# Rhenser MTB-Marathon, wer fährt mit?



## TiThomas (21. Mai 2002)

Hi,

am 02.06. findet der Rhenser MTB-Marathon statt.

Ich will hier keine Werbung machen oder eine Diskussion über das Preis-Leistungsverhältnis beginnen, sondern nur fragen, wer von Euch mitmacht.
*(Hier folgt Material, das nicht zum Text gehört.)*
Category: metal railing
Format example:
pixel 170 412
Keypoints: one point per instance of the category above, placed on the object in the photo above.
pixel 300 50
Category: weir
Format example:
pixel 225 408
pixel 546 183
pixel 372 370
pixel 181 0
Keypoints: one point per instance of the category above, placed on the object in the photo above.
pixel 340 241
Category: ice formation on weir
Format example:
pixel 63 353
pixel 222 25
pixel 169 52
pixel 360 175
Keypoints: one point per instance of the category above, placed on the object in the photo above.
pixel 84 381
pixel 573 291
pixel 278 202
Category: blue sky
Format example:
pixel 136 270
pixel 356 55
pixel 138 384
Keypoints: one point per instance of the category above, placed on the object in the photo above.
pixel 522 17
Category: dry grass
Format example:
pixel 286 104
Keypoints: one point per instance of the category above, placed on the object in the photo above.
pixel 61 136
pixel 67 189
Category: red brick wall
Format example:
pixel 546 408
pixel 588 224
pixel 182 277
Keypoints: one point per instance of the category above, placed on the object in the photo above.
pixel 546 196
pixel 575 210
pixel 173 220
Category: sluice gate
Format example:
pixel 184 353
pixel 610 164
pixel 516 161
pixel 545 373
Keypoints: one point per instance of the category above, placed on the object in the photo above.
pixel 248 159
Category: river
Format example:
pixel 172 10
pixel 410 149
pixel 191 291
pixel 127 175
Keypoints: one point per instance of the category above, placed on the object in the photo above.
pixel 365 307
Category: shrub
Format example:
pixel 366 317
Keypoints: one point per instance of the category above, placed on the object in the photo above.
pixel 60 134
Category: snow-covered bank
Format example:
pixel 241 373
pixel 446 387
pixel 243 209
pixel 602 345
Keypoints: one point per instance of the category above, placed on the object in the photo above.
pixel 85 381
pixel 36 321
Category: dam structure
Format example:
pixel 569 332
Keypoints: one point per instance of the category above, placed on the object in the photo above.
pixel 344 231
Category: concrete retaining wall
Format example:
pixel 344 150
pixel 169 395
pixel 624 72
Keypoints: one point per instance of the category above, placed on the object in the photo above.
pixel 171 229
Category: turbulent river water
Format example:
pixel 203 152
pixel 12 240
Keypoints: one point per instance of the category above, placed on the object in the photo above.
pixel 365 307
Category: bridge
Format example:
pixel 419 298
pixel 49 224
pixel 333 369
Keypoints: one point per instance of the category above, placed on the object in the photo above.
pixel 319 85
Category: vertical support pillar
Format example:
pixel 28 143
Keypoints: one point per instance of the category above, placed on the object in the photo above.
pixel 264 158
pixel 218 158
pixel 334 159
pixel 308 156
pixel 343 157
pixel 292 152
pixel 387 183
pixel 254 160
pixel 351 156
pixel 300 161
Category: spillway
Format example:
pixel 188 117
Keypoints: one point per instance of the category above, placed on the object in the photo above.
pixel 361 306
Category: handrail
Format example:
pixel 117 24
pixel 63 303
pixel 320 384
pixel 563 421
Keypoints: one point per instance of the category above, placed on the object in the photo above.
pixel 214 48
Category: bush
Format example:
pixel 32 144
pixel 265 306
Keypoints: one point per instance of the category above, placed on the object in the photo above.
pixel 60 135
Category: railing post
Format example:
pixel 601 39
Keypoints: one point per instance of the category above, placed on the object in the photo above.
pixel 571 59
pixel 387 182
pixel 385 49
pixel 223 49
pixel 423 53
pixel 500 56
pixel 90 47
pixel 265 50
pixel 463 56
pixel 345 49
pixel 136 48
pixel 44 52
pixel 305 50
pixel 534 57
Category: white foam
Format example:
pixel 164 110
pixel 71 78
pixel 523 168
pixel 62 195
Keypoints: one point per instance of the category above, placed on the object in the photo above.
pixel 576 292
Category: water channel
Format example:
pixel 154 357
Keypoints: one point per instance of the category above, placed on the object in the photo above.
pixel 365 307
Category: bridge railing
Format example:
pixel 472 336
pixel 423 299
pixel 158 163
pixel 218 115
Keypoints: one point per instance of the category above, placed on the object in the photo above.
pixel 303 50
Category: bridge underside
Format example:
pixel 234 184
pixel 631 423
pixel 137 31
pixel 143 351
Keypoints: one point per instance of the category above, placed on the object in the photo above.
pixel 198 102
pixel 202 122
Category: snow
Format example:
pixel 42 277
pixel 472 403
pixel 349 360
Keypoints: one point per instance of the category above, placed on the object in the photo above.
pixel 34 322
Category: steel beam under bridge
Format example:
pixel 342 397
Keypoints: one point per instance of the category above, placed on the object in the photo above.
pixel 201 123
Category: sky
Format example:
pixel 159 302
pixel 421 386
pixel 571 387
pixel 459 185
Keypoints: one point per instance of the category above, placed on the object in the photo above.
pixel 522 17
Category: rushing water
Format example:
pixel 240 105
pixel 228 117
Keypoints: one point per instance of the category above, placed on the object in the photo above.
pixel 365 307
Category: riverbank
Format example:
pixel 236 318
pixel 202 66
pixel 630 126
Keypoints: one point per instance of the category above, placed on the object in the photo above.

Ich finde, wenn so etwas hier in der Nähe angeboten wird, sollte man es auch nutzen (wenn man Spaß daran hat).

Also, ich fahre mit!

Bis dann

Thomas


----------



## kaspar (21. Mai 2002)

hast du noch mehr infos?
bin aus der nähe von trier. eventuell komme ich hin.
gruß kaspar


----------



## MTB-News.de




----------



## TiThomas (22. Mai 2002)

Hi,

schau mal unter www.tusrhens.de.

Ciao

Thomas


----------



## wwbiker (22. Mai 2002)

Hi,

also ich denke auch, mal ein Angebot in der Nähe, sollte man doch wahrnehmen..also ich habe mich mal angemeldet..

bin gespannt wie es wird....


Gruß

Volker

www.javascript:smilie('')
Bier

www.biken-westerwald.de


----------



## Sandra (23. Mai 2002)

hallo zusammen !
ich finde auch, man sollte die naheliegenden events nutzen, zumal sie oft preiswerter sind als die megaevents, dafür aber dennoch ebenbürtige strecken bieten und v.a. nicht so überlaufen sind.
vielleicht kann ich ja sonst noch ein paar leute überreden mitzufahren ?!
cu sandra


----------



## TiThomas (23. Mai 2002)

Also, jetzt mache ich doch ein bischen Werbung:

Es handelt sich um eine relativ abwechslungsreiche Strecke, da auch einige Singletrails dabei sind. An einigen Stellen sollte man auch absteigen, es geht sogar, soweit ich weiß, auch dieses Jahr wieder den legendären Wolfskopf in Boppard herunter.

Letztes Jahr gab es hier sogar einige interessierte Zuschauer, die sehen wollten, wie die technisch weniger versierten Marathon-Leute diese Passagen meistern   .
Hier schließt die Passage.